Introduction
In 1975, Jared Diamond hypothesized a series of rules for assembling communities of birds on islands in the south Pacific. In large part, these rules were based on incidence functions that dealt with the probability of species occurrence as a function of species richness (Diamond, 1975). His work sparked a heated debate and the concept of ‘assembly rules’ was largely put to rest (Connor & Simberloff 1979; Gilpin & Diamond, 1982). Perhaps one of the most serious, and yet least appreciated, problems with applications of assembly rules is that they are, in practice, based principally, if not exclusively, on extant community membership (e.g., Wilson & Roxburgh, 1994; Fox & Brown, 1993). As Diamond (1975) noted, the principal goal in elucidating assembly rules is to discover why some species become members of a community and some do not. How can the true criteria for inclusion in a community be decided without knowledge of criteria for rejection?

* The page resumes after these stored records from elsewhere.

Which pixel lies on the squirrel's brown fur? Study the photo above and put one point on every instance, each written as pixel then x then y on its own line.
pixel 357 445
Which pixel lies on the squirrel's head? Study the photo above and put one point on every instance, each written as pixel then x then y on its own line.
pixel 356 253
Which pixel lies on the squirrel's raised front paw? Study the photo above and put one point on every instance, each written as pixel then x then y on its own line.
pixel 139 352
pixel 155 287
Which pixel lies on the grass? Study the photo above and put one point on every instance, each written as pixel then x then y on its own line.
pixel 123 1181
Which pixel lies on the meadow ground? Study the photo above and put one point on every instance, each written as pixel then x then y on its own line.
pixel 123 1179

In order to derive meaningful assembly rules, one must begin with knowledge of all species once present, but now missing, from communities. In natural communities, a knowledge of this depth is generally lacking, reducing the strength of tests for assembly rules. Communities of non-indigenous bird species represent a companion system in which to study the effects of various selection criteria for community membership. Within such communities there is often a very thorough knowledge of which species failed to become community members enabling evaluation of the influence of specific mechanisms of membership rejection.